The importance of our collective history...

Updated: Nov 26, 2020

History fascinates me, because when we study history we’re studying the lives and culture of people who lived and moved and had their being in a specific time and place. It’s not just facts on a page, but real people. Like many children, growing up I often imagined myself in the stories I’d hear in history class or historical fiction I’d read. But even as a child, I knew I wouldn’t have the same experience as the American Girls I read about. As a bi-racial Native American, history is a little more complicated for me.

I grew up hearing how my Mawmaw refused to give up her seat on a bus and how a band of Lumbee outlaws from my tribe stole from the rich to feed the poor during the Civil War and Reconstruction, and when I was twelve my dad printed Martin Luther King Jr’s “I Have a Dream” speech and told me “This is important. You need to memorize this.” In school, I was taught the history of European settlers and, while that was also part of my history, I knew there were stories and facts I didn’t hear in school and that made me curious.

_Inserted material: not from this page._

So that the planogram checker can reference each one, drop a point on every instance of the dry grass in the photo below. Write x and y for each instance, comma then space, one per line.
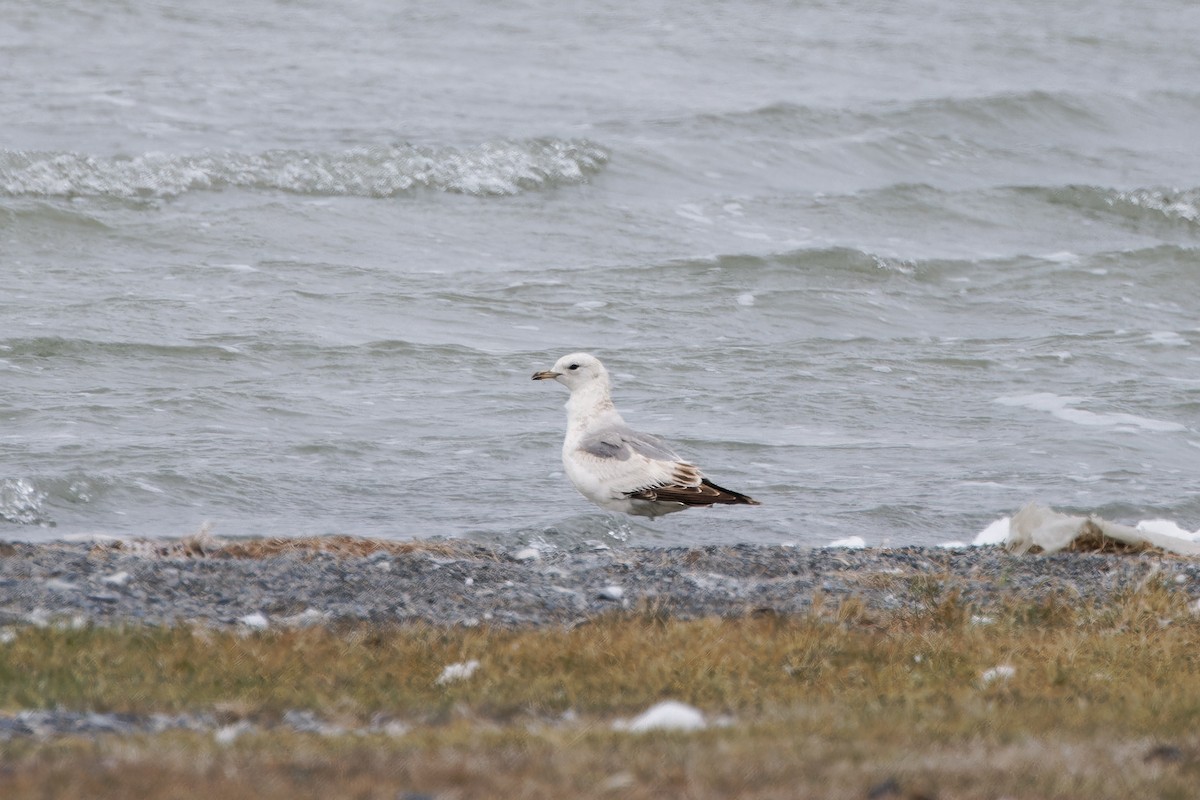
1102, 703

As an adult, I continue to be curious through reading and learning the varied stories and perspectives of the American experience outside of dominant culture. Relearning history is like an onion, for every layer I unfold and learn a new perspective and experience, there’s another layer underneath. I strongly believe part of the fight against racism comes in educating ourselves and our children on the different histories that make up the United States--from enslaved narratives to Japanese Americans in WWII to immigrants to the history of U.S. territories and more. As a mom against racism, I want to continue to learn the history of people and experiences I don’t know and to teach them to my children. We need the fuller picture of our collective history to move forward in understanding, empathy, and clarity.

“We believe the one who has the power. He is the one who gets to write the story. So when you study history, you must always ask yourself, Whose story am I missing? Whose voice was suppressed so that this voice could come forth? Once you have figured that out, you must find that story too. From there, you begin to get a clearer, yet still imperfect, picture.”